Wednesday, August 3, 2016

Fan

Daily Gratitude Year 4- Day 214: Today, I am grateful for the humble fan and the challenge to "fan into flame".

Since not everyone agrees on air conditioning temperatures and there are times there is no air. I am grateful today for the humble electric fan.  

I remember sleeping upstairs without air in my summers growing up. Well, we tried to sleep. The shade of the tree outside the window of our old farm house helped, but it was still hot.  Really hot.  The fan was our friend.  We kept it moving so both April and I would get a little.  It was a little sweetness at the end of a long day. Especially if the day was spent walking beans (yes...we used to hoe weeds out of the bean rows by hand or knife).

To this day, and the invention of the modern ceiling fan, I still like to sleep with a fan. The flow of air makes everything feel more fresh. 

I am a fan of the humble fan.  When "fashion" dictated the removal of ceiling fans from home decor... we chose to ignore the trend for creature comforts. Fashionable can be foolish. Oh, the joys of reaching an age where you can declare what is fashionable as foolish.
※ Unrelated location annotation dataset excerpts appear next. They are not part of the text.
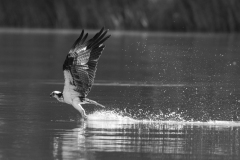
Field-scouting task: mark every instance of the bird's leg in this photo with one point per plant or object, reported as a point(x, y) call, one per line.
point(95, 103)
point(78, 107)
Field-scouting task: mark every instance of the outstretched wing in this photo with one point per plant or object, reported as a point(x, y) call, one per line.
point(82, 60)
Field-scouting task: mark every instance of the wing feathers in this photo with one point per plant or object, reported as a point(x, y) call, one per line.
point(82, 60)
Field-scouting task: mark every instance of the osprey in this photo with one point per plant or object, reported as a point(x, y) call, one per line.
point(79, 69)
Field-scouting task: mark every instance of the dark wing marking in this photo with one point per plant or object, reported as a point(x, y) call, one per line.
point(82, 60)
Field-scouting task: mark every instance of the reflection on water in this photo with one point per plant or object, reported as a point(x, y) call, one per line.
point(148, 140)
point(167, 96)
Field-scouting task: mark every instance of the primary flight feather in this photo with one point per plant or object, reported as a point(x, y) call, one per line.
point(79, 69)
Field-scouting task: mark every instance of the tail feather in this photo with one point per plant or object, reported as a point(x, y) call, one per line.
point(95, 103)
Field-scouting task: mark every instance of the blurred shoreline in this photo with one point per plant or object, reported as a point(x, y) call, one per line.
point(148, 15)
point(112, 32)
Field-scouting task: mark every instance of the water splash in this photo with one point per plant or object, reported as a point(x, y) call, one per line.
point(108, 116)
point(116, 118)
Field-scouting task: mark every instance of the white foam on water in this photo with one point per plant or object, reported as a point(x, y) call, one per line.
point(113, 119)
point(108, 116)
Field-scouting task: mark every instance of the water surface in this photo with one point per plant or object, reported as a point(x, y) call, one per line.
point(167, 96)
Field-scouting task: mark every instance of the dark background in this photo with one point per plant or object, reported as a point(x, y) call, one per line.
point(147, 15)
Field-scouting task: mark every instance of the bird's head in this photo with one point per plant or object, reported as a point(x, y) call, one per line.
point(57, 94)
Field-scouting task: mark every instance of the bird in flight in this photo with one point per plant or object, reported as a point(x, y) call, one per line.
point(79, 69)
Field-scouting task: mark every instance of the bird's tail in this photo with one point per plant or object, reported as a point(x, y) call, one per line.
point(95, 103)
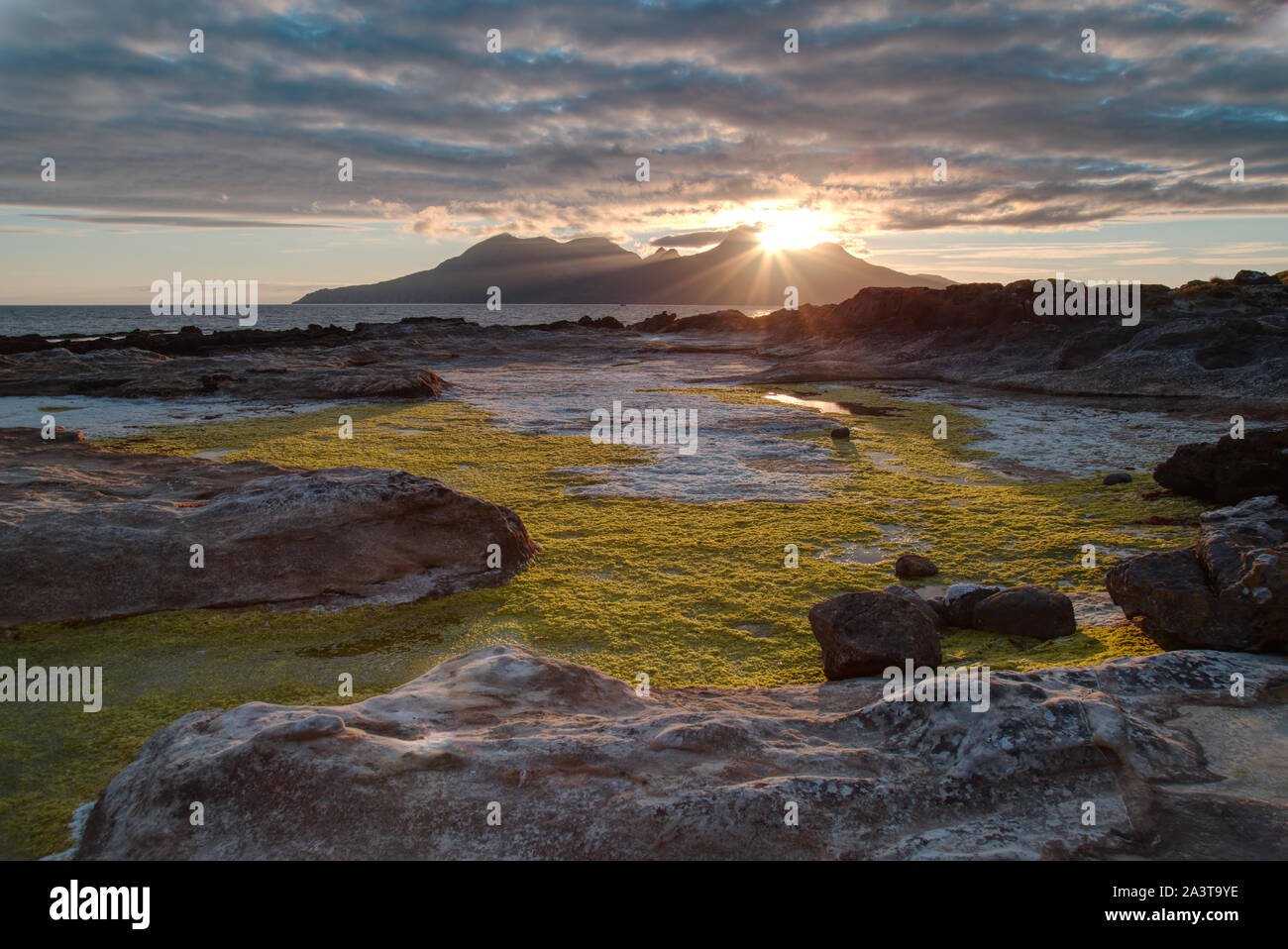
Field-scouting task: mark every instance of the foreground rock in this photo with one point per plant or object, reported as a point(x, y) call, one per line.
point(583, 768)
point(1229, 591)
point(1231, 469)
point(863, 634)
point(88, 533)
There are some benefits to adulthood, right?


The Bible was pre-electricity, but the word "fan" is found. It is from some scripture that is equal parts encouraging and challenging. "Fan is not a word you expect to be Biblical, but the act of fanning is recorded twice, that I could find. "As a blacksmith fans coals into flame to forge a weapon"  (Isaiah 54:16) and a reminder in a letter from Timothy to beloved friends and believers to be be grateful, to pray, to remember our elders, to set fire to the spirit, to be bold, to be loving and self-controled. This is basically a part of his greeting in the second recorded letter of Timothy. 

"I thank God whom I serve, as did my ancestors, with a clear conscience, as I remember you constantly in my prayers night and day.As I remember your tears, I long to see you, that I may be filled with joy. I am reminded of your sincere faith, a faith that dwelt first in your grandmother Lois and your mother Eunice and now, I am sure, dwells in you as well. For this reason I remind you to fan into flame the gift of God, which is in you through the laying on of my hands, for God gave us a spirit not of fear but of power and love and self-control. -2 Timothy 1:3-7

Oh, yes! Equal parts encouragement and challenge. I remember the prayer James "Jim" Elliot penned and Elisabeth shared in "Through Gates of Splendor". I wrote down parts of it, but found little larger excerpt from this powerful piece. It was written his senior year at Wheaton College. These words are from Jim's journal:

“Seems impossible that I am so near my senior year at this place, and truthfully, it hasn’t the glow about it that I rather expected. There is no such thing as attainment in this life; as soon as one arrives at a long-coveted position he only jacks up his desire another notch or so and looks for higher achievement – a process which is ultimately suspended by the intervention of death. Life is truly likened to a rising vapor, coiling, evanescent, shifting.  May the Lord teach us what it means to live in terms of the end.”
“He makes His ministers a flame of fire.  Am I ignitable?  God deliver me from the dread asbestos of ‘other things.’ Saturate me with the oil of the Spirit that I may be a flame.  But flame is transient, often short-lived.  Canst thou bear this, my soul – short life? In me there dwells the Spirit of the Great Short-Lived, whose zeal for God’s house consumed Him.  ‘Make me Thy Fuel, Flame of God.’”

“God, I pray thee, light these idle sticks of my life and may I burn for Thee.  Consume my life, my God, for it is Thine.  I seek not a long life, but a full one, like you, Lord Jesus.”
To this day, I get the good kind of chills when I read his words. "Deliver me from the dread asbestos of 'other things'. What a prayer. What a challenge. His prayer is almost prophetic. His death in the jungle of Ecuador with his fellow missionaries marked the end of a shore earthly life, but the outcome was souls saved. They did not die in vain. They sparked a flame that Elisabeth did not let die out. 
"I seek not a long life, but a full one, like you, Lord Jesus." A courageous prayer. He meant it. 
When the movie "Beyond the Gates of Splendor" was launched, some of the native people joined the families of the missionaries on a tour to promote the movie and tell the story. My favorite part was a recorded clip from an event where the Elliot children introduced an old man as "Grandfather". 
He was obviously one of the native tribe who killed his father. What we didn't know...until the older man revealed it... is that he was the one. His arrow killed Jim Elliot. Yet, the missionary children call him grandfather. Their father's murder!  The use of "Grandfather" speaks redemption and respect. It breathes new life and joy where there was once sorrow. Jim and the others did not die in vain.
Forgiveness and love overcome hate. Love always wins.  Fanned into flame...the Spirit always changes hearts. 
Today, I am grateful for the humble fan and the challenge to "fan into flame".